The School Program brings normalcy to students at OSF HealthCare Children’s Hospital of Illinois.
Many students would probably say they aren’t crazy about going to school. Homework, tests and studying don’t always top the “fun list” to most kids. But for the children and teenagers at OSF HealthCare Children’s Hospital of Illinois, the School Program offered at the hospital brings normalcy to sometimes-difficult days.
Opportunities to Stay Active
The School Program allows students to stay active in their schoolwork, offering both classroom and bedside tutoring options. The program has two full-time teachers, one classroom assistant and a core group of volunteers. The teachers and volunteers update each student’s school on their progress, while getting assignments to and from the school.
“We have a fabulous group of volunteers that range in backgrounds and are able to teach a variety of subjects,” says Rhonda Thomas, School Program teacher. “Without the volunteers’ help, we wouldn’t be able to tutor as many kids as we do on a daily basis.”

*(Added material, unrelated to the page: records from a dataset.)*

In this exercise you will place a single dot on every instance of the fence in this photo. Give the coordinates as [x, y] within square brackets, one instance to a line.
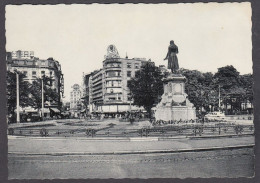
[170, 131]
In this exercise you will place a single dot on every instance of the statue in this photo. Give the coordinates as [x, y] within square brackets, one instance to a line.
[172, 57]
[112, 52]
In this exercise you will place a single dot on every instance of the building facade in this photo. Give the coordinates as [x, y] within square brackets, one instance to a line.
[75, 97]
[33, 68]
[108, 91]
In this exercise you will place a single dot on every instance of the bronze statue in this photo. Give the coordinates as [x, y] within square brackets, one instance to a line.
[172, 57]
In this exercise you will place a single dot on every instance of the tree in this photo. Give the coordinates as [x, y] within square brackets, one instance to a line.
[24, 93]
[228, 79]
[49, 93]
[146, 87]
[199, 88]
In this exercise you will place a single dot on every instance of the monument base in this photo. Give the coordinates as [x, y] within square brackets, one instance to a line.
[175, 104]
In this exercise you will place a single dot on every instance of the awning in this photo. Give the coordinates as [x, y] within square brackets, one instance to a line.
[83, 110]
[55, 110]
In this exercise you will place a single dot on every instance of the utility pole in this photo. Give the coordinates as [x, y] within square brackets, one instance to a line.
[42, 101]
[17, 99]
[219, 98]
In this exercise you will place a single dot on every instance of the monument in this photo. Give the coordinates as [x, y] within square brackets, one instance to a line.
[174, 104]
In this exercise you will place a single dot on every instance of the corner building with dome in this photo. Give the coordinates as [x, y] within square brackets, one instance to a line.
[107, 87]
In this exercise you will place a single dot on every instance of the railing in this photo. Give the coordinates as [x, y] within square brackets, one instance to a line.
[170, 131]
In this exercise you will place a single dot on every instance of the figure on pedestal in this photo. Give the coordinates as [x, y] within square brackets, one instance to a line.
[172, 57]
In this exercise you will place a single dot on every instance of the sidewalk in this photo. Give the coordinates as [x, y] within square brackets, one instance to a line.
[84, 146]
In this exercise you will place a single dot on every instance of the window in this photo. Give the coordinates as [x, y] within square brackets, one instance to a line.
[42, 73]
[34, 74]
[25, 73]
[128, 73]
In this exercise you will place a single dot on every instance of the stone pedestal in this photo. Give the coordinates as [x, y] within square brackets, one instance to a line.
[175, 104]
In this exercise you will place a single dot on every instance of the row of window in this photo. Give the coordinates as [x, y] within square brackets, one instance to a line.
[136, 65]
[117, 73]
[34, 73]
[113, 83]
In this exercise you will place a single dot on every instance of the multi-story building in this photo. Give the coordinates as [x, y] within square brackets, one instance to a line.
[75, 97]
[33, 68]
[108, 91]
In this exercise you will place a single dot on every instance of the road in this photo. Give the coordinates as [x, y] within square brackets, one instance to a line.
[219, 163]
[49, 158]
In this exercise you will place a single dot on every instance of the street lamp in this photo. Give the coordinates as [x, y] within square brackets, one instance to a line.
[42, 100]
[17, 98]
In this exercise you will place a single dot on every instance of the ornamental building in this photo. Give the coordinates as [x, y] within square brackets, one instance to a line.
[33, 68]
[107, 88]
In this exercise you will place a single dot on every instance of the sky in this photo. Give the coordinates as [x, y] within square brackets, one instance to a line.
[208, 35]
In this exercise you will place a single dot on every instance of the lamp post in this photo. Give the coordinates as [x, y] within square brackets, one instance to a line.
[17, 99]
[42, 101]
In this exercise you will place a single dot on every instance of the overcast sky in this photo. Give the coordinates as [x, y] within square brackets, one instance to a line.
[209, 35]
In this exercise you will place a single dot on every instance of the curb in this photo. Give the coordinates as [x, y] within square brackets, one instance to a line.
[131, 139]
[138, 152]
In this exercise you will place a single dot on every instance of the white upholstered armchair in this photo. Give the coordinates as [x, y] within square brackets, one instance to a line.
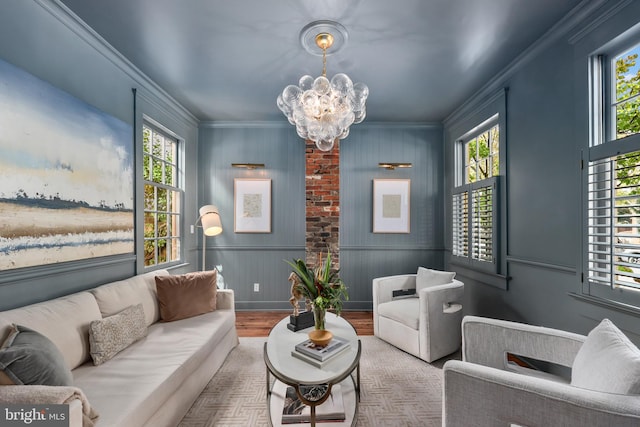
[485, 389]
[419, 313]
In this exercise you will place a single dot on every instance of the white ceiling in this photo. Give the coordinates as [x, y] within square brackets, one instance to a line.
[227, 60]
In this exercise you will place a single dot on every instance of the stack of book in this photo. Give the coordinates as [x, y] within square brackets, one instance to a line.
[318, 356]
[295, 411]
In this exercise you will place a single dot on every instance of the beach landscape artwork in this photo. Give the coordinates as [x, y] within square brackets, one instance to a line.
[66, 176]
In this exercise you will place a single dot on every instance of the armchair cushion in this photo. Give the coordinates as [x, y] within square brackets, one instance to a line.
[607, 362]
[427, 278]
[404, 311]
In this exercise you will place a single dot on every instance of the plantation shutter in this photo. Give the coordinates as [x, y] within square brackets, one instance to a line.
[475, 210]
[482, 224]
[613, 218]
[460, 224]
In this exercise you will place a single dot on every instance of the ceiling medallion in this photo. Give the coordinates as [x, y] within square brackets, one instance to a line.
[321, 109]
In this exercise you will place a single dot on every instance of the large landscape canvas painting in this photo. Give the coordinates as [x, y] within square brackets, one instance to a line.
[66, 176]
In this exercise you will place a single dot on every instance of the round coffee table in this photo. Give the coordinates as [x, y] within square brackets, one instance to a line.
[312, 384]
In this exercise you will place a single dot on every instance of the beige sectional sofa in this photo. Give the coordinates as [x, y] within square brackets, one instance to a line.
[153, 381]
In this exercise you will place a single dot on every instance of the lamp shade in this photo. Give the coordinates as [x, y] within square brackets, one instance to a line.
[210, 218]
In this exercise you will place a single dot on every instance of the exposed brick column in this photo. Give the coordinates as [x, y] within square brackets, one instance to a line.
[322, 179]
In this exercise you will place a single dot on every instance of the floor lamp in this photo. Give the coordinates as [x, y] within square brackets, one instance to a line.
[211, 226]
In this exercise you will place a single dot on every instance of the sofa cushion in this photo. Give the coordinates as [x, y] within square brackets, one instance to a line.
[5, 380]
[607, 361]
[29, 358]
[114, 297]
[186, 295]
[427, 278]
[405, 311]
[109, 336]
[134, 385]
[65, 321]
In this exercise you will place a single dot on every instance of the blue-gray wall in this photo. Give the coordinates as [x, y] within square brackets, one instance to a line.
[547, 127]
[545, 113]
[249, 258]
[43, 39]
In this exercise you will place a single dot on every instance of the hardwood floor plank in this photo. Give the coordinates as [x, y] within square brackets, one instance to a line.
[259, 323]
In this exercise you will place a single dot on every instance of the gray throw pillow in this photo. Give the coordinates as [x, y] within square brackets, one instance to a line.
[111, 335]
[427, 278]
[607, 361]
[29, 358]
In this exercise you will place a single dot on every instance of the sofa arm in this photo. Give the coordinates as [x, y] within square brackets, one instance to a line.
[486, 397]
[80, 412]
[486, 342]
[225, 299]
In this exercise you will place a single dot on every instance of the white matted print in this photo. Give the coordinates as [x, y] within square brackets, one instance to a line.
[252, 205]
[391, 205]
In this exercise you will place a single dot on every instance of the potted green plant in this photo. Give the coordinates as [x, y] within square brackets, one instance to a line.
[320, 285]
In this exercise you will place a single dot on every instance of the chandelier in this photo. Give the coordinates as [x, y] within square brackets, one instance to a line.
[321, 109]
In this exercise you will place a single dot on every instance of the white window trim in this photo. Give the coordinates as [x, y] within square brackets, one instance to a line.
[179, 187]
[604, 148]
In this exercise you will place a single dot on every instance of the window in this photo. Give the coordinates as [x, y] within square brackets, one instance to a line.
[162, 197]
[475, 198]
[612, 178]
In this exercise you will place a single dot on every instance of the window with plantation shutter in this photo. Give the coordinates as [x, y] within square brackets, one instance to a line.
[475, 198]
[461, 224]
[475, 223]
[482, 224]
[612, 178]
[614, 220]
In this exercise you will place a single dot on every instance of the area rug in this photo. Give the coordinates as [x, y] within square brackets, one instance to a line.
[397, 389]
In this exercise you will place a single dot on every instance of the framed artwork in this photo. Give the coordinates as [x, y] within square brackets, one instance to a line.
[252, 205]
[391, 205]
[66, 176]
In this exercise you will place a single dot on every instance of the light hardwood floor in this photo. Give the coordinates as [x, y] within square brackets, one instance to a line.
[259, 323]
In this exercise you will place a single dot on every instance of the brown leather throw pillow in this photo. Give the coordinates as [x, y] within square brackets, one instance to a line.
[186, 295]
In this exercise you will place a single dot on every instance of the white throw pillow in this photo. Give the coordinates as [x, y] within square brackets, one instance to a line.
[427, 278]
[607, 361]
[111, 335]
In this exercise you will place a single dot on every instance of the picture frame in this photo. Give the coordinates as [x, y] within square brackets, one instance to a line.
[391, 205]
[252, 205]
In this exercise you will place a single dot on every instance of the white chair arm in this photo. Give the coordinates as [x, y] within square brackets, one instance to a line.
[486, 341]
[485, 397]
[383, 287]
[439, 299]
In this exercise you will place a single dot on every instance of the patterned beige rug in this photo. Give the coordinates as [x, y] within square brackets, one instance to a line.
[397, 389]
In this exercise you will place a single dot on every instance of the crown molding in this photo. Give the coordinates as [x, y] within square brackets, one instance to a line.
[576, 16]
[93, 39]
[286, 125]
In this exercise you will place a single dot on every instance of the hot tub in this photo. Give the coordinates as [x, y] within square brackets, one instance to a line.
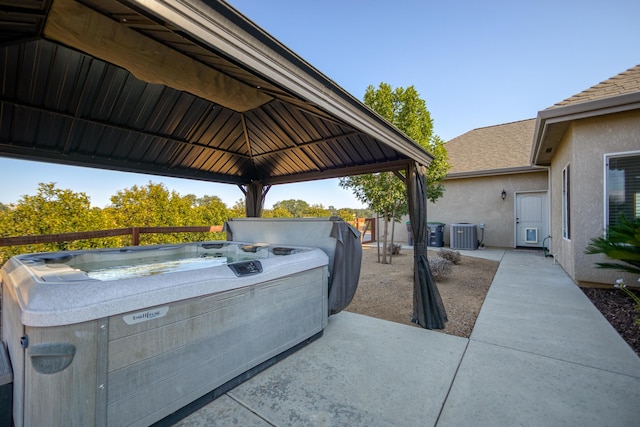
[127, 336]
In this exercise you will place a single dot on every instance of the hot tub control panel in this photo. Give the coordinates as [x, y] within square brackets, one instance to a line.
[246, 268]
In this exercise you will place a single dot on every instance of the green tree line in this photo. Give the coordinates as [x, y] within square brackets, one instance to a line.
[53, 210]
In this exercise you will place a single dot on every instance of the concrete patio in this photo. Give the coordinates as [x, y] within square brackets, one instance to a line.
[540, 354]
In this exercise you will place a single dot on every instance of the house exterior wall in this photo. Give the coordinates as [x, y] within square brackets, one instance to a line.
[584, 147]
[562, 248]
[478, 200]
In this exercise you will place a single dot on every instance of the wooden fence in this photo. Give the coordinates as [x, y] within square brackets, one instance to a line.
[134, 232]
[366, 226]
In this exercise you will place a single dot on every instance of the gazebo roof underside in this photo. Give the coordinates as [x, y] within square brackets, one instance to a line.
[177, 90]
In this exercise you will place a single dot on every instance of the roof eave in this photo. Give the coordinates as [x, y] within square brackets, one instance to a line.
[224, 29]
[494, 172]
[552, 123]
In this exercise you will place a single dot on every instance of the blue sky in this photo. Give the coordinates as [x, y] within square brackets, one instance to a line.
[475, 64]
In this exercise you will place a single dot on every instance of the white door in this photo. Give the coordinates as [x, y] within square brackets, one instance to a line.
[531, 219]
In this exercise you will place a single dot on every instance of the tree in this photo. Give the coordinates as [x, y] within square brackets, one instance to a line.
[51, 211]
[296, 208]
[153, 206]
[317, 211]
[385, 192]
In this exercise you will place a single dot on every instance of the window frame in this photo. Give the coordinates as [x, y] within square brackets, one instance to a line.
[607, 158]
[566, 202]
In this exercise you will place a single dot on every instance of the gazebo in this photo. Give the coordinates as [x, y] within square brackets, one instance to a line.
[191, 89]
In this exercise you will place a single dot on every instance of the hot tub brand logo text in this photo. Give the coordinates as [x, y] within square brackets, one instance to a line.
[143, 316]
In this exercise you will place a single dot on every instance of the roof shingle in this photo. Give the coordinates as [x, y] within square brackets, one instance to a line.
[626, 82]
[502, 146]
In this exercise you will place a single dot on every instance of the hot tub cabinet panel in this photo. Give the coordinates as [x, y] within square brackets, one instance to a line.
[137, 366]
[205, 343]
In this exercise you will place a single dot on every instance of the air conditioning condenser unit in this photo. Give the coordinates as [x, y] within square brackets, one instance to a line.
[464, 236]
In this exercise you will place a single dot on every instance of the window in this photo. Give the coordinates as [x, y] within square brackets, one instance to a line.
[566, 203]
[623, 187]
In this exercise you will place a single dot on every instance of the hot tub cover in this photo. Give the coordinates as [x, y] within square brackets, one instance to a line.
[337, 238]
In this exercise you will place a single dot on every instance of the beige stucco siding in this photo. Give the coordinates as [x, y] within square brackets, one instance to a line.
[478, 200]
[584, 147]
[562, 248]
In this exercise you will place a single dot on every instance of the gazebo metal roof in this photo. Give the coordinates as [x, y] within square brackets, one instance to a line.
[181, 88]
[191, 89]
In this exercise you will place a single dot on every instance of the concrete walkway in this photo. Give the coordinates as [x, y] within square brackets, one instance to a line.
[540, 355]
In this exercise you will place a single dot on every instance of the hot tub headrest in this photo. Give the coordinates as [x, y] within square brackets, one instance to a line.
[338, 239]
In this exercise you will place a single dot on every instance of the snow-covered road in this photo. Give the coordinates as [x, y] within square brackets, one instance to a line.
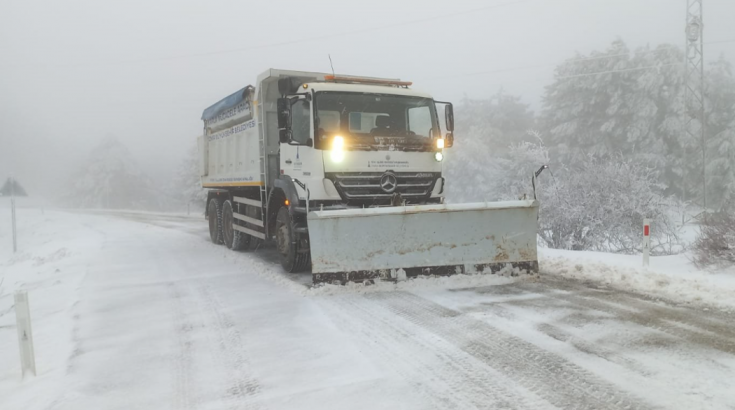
[135, 310]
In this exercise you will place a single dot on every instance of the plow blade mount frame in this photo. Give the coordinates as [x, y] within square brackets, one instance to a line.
[391, 243]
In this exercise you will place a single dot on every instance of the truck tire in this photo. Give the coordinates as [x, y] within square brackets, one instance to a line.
[214, 215]
[292, 260]
[232, 239]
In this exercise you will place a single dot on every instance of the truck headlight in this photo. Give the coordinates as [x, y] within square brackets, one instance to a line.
[338, 149]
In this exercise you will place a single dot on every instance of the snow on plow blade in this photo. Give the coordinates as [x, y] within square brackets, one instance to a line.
[390, 242]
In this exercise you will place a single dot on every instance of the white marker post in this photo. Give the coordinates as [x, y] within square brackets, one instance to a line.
[15, 235]
[646, 240]
[25, 335]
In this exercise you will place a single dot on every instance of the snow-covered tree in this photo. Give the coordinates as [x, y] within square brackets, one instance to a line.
[485, 131]
[720, 110]
[111, 178]
[188, 183]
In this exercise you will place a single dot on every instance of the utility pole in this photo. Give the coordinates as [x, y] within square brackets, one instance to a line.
[694, 90]
[12, 212]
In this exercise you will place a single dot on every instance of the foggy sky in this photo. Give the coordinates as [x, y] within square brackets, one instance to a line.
[73, 72]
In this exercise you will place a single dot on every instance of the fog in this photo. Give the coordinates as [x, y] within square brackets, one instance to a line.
[74, 72]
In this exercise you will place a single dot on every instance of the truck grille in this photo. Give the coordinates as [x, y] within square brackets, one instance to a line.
[366, 186]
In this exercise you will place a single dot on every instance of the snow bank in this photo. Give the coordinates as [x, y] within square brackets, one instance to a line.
[674, 278]
[420, 283]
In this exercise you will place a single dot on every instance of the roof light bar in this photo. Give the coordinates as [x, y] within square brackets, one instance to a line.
[362, 80]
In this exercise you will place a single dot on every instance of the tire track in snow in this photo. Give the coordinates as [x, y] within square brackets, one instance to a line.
[185, 396]
[633, 340]
[710, 321]
[230, 351]
[643, 318]
[561, 383]
[444, 374]
[554, 332]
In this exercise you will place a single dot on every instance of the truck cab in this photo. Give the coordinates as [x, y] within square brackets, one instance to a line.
[362, 142]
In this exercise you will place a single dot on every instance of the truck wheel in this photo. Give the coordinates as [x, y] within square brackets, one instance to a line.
[292, 260]
[214, 212]
[232, 239]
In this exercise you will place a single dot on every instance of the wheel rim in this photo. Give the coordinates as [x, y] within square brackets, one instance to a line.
[227, 230]
[282, 238]
[212, 220]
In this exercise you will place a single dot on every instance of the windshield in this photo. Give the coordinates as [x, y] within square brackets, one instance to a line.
[376, 118]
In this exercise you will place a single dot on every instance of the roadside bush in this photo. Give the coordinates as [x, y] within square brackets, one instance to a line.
[715, 244]
[595, 203]
[599, 205]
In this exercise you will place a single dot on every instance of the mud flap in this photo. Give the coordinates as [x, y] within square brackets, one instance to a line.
[389, 242]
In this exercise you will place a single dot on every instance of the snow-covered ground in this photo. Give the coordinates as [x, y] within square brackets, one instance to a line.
[136, 310]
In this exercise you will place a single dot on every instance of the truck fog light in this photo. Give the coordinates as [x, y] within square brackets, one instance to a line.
[338, 149]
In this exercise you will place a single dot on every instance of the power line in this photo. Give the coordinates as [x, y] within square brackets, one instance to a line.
[298, 41]
[575, 60]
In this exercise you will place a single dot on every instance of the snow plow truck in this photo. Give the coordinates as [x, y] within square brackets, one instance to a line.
[344, 175]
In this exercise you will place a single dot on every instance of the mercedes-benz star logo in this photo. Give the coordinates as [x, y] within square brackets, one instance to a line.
[388, 182]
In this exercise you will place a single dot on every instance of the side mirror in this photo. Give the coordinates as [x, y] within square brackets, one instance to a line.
[449, 140]
[284, 136]
[283, 106]
[449, 117]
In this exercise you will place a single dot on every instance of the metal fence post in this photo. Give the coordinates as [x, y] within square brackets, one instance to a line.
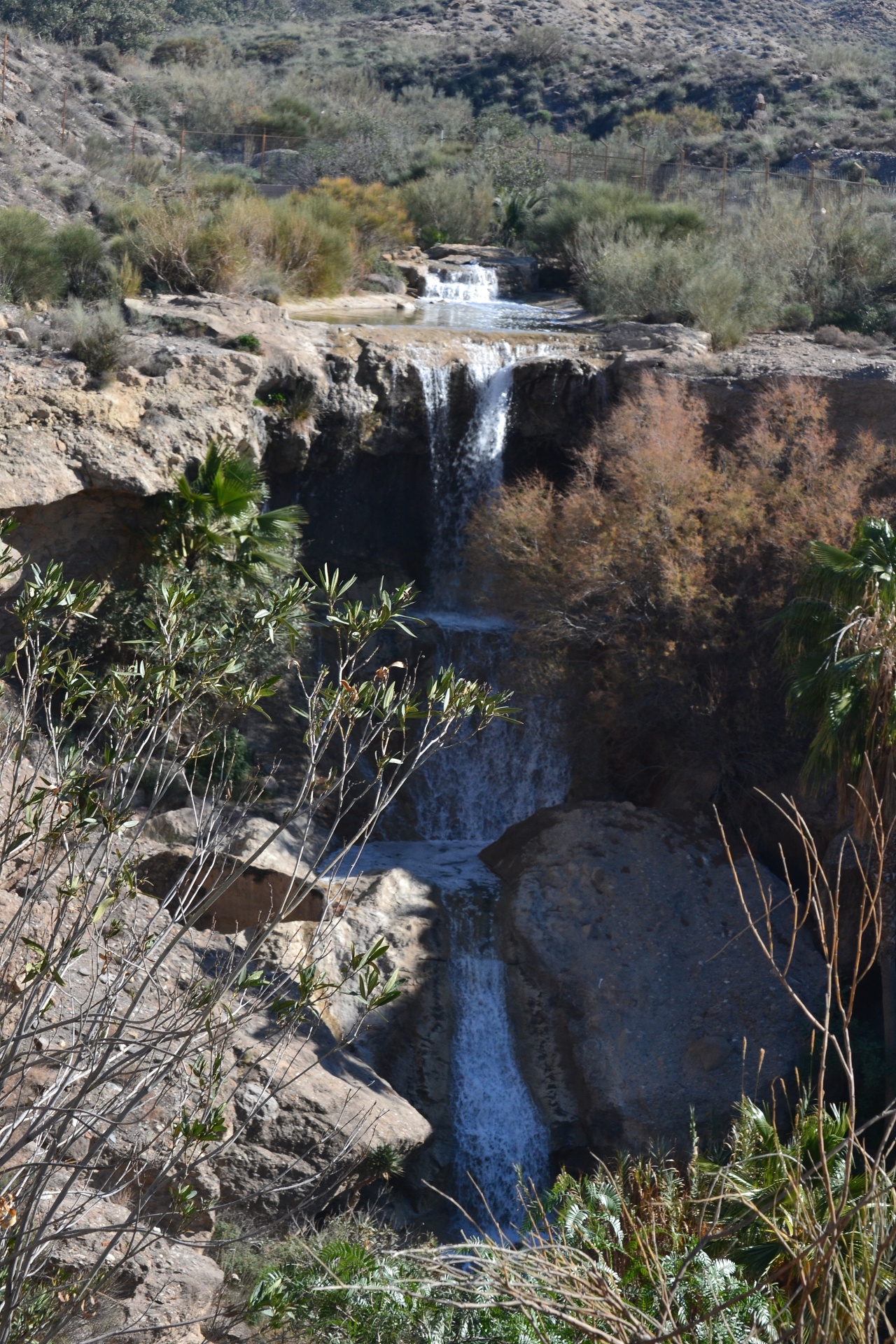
[724, 182]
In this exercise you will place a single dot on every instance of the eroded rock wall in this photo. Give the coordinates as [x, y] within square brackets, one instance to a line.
[633, 979]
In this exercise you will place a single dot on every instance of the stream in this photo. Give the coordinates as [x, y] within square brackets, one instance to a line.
[468, 796]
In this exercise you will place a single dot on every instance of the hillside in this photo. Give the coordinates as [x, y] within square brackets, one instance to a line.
[412, 81]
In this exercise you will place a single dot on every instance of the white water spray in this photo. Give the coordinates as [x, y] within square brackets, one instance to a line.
[469, 794]
[469, 284]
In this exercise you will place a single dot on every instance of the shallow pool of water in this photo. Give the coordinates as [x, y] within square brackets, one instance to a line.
[501, 315]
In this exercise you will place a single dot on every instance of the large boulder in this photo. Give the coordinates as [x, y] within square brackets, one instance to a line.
[409, 1042]
[262, 889]
[307, 1114]
[633, 979]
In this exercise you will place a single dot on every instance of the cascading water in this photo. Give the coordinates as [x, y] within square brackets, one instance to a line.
[469, 284]
[469, 794]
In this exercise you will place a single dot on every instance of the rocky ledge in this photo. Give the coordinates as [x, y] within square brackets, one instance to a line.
[634, 980]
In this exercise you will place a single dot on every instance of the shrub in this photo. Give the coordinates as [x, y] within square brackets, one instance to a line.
[248, 342]
[450, 207]
[657, 566]
[797, 318]
[83, 261]
[290, 118]
[609, 213]
[633, 276]
[218, 235]
[106, 55]
[97, 337]
[30, 265]
[374, 213]
[191, 51]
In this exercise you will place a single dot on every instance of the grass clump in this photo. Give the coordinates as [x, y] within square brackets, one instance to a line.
[222, 237]
[649, 577]
[774, 264]
[30, 264]
[97, 337]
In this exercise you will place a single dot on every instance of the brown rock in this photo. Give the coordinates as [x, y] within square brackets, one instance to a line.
[633, 977]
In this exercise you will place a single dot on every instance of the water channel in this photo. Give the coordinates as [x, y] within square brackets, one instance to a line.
[468, 796]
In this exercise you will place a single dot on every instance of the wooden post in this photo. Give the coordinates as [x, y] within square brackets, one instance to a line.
[724, 182]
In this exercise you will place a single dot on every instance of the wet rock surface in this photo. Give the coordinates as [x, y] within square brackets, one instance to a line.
[633, 979]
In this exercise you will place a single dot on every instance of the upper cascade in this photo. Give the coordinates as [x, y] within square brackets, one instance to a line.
[472, 284]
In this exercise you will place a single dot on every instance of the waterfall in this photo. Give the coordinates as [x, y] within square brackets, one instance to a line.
[464, 473]
[470, 793]
[469, 284]
[498, 1128]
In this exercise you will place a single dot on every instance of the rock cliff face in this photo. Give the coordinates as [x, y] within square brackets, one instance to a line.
[339, 416]
[631, 980]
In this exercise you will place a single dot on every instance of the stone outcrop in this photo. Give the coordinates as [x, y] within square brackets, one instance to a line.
[279, 882]
[337, 414]
[633, 979]
[514, 274]
[162, 1285]
[407, 1042]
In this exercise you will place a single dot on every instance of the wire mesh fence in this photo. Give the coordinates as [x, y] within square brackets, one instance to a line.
[300, 162]
[679, 179]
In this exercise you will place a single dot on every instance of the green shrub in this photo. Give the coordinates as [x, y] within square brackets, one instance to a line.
[191, 51]
[219, 235]
[99, 337]
[797, 318]
[633, 276]
[83, 260]
[609, 213]
[450, 207]
[30, 265]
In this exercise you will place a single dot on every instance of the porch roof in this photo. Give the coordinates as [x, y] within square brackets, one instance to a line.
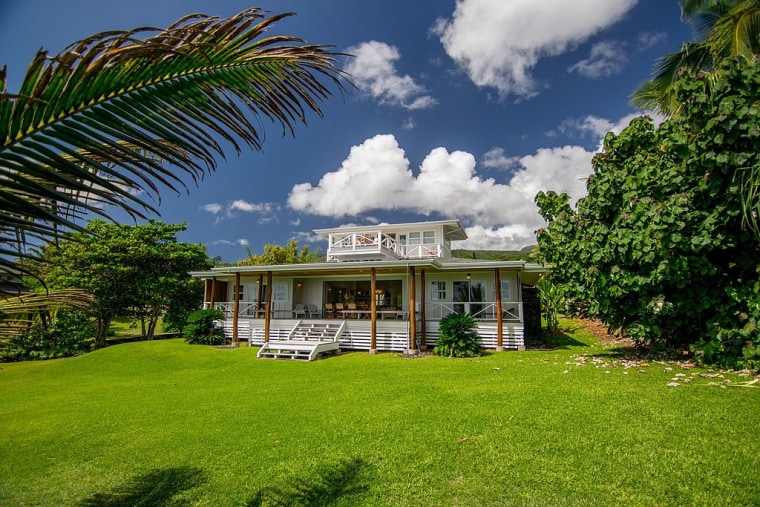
[382, 267]
[452, 229]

“The best part about being a volunteer is the opportunity to cheer up a child who's not feeling well,” adds Darrin Johnston, School Program volunteer. “Believe it or not, doing homework can perk a kid up and provide them with a constructive focus during those long hours in a hospital bed.”
Each morning, the teachers pull a census list. If they see a new patient who is physically able to do schoolwork, they visit the patient and his or her family to explain the program and offer an opportunity to participate.
“The students and their parents are always relieved when they find out there is a way to keep up with schoolwork as much as they are physically able to,” Thomas notes. “The last thing that we want them to worry about is falling behind in school while they’re trying to focus on getting well.”
Important Life Lessons
The nonprofit program is sustained through the generosity of donors and the annual Radiothon. Each student receives a backpack with school supplies and has access to laptops, iPads, calculators, books and much more.
“I love what I do because the kids look forward to tutoring,” Thomas explains. “We are usually the highlight of their day because we don’t have a needle—just homework.”
The program can assist students from any school district or those who are home-schooled. Last year, it tutored students from five states and nearly 300 schools. They even tutor the siblings of patients. And while the teachers and volunteers provide the education, the students are also teaching the teachers important life lessons.
“Many of the kids are dealing with more than their fair share of challenges to their health and other areas of their young lives,” Johnston says. “It's astounding to see them handle their treatments, stay optimistic and talk about their future plans.”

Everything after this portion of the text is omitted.